The global research is dedicated to learning about the evolution and dynamics of the continental lithosphere--the rigid part of the Earth’s crust and upper mantle. One portion of that project involves scientific drilling of a hole 16,000 feet into the Earth in the Cajon Pass, about two miles from the San Andreas Fault.
Earthquakes occur at depths of three to eight miles below the surface, and scientists want to look at the Earth’s structure at the three-mile depth for two reasons. They want to cross-check data that they have already collected with remote sensing equipment. They also want to leave behind the first deep seismic monitoring station. To do that, they need to drill 4,500 more feet to reach the target depth.
California scientists already find signs in the Cajon Pass that conventional theories about the fault are wrong.
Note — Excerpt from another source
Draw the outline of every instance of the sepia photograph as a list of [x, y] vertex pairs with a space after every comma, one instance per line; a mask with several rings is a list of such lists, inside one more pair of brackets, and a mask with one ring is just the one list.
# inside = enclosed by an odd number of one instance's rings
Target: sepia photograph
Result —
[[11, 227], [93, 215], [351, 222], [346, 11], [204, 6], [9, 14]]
Some of the stress patterns run in the wrong directions. An intense grinding of tectonic plates should generate heat, but no heat is detected. Unlike what the textbooks say, the plate may act more like a box skidding on oil than teeth in gears. But because the National Science Foundation is short the $1.2 million that it will take to finish drilling the hole, the scientists are so near and yet so far. The project has gone as deep as it has only because some other projects have given up money to keep the Cajon Pass project going.
It seems to us that there is all manner of persuasive evidence to support Congress’ spending what it takes to finish the job. But maybe the best argument is the basic plea of scientists since the beginning of science. As Lee Silver of Caltech, the project’s chief geologist, says of the San Andreas Fault: “We live with this monster. We need to understand it.”